Le cryptojacking de Coinhive travaille sur la monnaie Monero. Installable sur un site Internet, via un code javascript, l’outil génère de la cryptomonnaie. Le nombre de visiteurs sur le site et la durée de leur présence augmente la puissance de cette mine. Le code de Coinhive se trouve dans de nombreux sites ayant du mal à attirer les annonceurs, comme les sites pornographiques ou de téléchargements illicites.
AuthedMine, du opt-in pour minage !
Après de nombreuses critiques, CoinHive a mis en place AuthedMine, une validation, par l’internaute de l’utilisation ou non de son CPU pour miner du Monero. Des plugins pour navigateurs sont apparus avec ce squattage de ressource, comme le plugin SafeBrowse. Des idées génantes : l’internaute n’est pas alerté de ce « pompage » et il n’y a pas de possibilité de le contrer (bloquer le java dans son navigateur).
Dernièrement, Microsoft a mis la main sur CoinBlind et CoinNebula. Deux applications qui avaient pour mission d’empêcher toute alerte concernant un minage infiltré. Bref, voilà encore des outils qui pourraient ternir l’image des crypto-monnaies.
A noter que CoinHive a été « piraté » ce 23 octobre 2017 avec un détournement de DNS afin de récupérer les informations des utilisateurs de son JavaScript mineur.
Une faille dans Windows server 2003 permet de miner la cryptomonnaie Monero
La société ESET a découvert dernièrement un réseau de botnets exploitant une vulnérabilité dans Windows Server 2003. La faille a permis d’installer, à l’insu de leurs propriétaires, une version modifiée d’un mineur open source présenté ci-dessus. Pour miner, il faut une concentration de ressources, rarement disponible sur un seul serveur. Cela oblige les mineurs à se regrouper via des botnets pour augmenter leurs ressources de calcul. Les experts pensent que cette faille est exploitée depuis mai 2017. Les cybercriminels ont créé un réseau de botnet comprenant une centaine de machines. Ils ont ainsi généré plus de 63 000 dollars en cryptomonnaie Monero. Le « cheval de Troie » a été baptisé CoinMiner.AMW trojan.

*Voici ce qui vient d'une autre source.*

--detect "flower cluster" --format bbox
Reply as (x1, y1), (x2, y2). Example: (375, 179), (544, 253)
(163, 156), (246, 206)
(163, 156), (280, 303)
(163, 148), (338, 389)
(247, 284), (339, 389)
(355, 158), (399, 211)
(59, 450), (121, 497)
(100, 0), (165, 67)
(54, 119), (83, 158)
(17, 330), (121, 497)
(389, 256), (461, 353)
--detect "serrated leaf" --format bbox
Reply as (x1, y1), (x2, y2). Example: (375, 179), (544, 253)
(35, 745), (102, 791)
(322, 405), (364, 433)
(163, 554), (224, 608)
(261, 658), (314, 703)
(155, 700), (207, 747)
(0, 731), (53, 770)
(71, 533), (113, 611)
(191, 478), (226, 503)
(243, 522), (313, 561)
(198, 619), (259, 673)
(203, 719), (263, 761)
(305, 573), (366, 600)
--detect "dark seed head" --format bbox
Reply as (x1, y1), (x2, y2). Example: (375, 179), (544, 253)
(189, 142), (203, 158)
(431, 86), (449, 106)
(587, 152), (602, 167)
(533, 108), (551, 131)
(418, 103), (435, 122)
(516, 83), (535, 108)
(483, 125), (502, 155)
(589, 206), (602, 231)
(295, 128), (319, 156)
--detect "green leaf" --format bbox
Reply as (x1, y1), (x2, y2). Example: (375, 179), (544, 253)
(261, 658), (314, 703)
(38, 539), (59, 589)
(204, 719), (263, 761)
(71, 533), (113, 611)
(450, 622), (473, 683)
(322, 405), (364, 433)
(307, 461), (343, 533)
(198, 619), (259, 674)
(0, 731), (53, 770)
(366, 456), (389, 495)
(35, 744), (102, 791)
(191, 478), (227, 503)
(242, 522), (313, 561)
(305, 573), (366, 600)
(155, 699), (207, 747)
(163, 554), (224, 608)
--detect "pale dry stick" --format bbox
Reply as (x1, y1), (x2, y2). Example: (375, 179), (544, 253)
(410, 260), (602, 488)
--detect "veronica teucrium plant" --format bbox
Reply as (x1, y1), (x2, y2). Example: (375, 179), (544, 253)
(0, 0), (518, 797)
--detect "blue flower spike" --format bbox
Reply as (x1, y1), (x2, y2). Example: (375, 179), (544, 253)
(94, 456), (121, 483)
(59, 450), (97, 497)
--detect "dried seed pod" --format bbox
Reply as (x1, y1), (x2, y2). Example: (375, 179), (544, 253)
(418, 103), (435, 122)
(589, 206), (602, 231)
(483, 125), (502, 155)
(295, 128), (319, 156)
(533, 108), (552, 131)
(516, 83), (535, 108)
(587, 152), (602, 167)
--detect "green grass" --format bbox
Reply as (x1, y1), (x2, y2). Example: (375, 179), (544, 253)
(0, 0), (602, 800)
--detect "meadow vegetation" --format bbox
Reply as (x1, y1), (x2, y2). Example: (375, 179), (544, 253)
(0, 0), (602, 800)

Bien que Monero soit loin derrière Bitcoin en termes de capitalisation [le bitcoin affichait un fier 5000€ pièce il y a quelques jours, NDR], il existe trois principales raisons pour lesquelles les cybercriminels l’exploitent : Les transactions Monero sont intraçables ; Monero s’appuie sur un algorithme appelé CryptoNight. « CryptoNight favorise l’utilisation des CPU et non pas des GPU comme le Bitcoin » explique Peter Kálnai, Malware Researcher chez ESET.
Cryptojacking : Comment CoinMiner exploite une vulnérabilité
En juillet 2015, Microsoft a mis fin au support des mises à jour régulières pour Windows Server 2003. Malgré cela, en juin 2017 Microsoft a corrigé plusieurs vulnérabilités. Missio, éviter que de grandes attaques telles que WannaCry se reproduisent. Bien qu’elles soient disponibles, les mises à jour ne sont pas forcément appliquées : les administrateurs évitent leur installation automatique.
« En nous basant sur les performances des CPU équipant habituellement les serveurs 2003 et les gains réalisés, nous avons tenté de déterminer le nombre de serveurs infectés. Nous estimons que le réseau de botnets génère 5,5 XMR2 par jour, soit 825 dollars US. Le montant total de l’opération est estimé à 63 000 dollars US » explique Benoît Grunemwald de chez ESET.
Cette activité cybercriminelle de Cryptojacking démontre l’ingéniosité de ses créateurs et le relatif niveau de compétences requis. Par ailleurs, les faibles coûts opérationnels nécessaires permettent d’obtenir des revenus significatifs. Dans ce cas précis, les cybercriminels ont détourné le logiciel de minage légitime et ciblé d’anciens systèmes non patchés.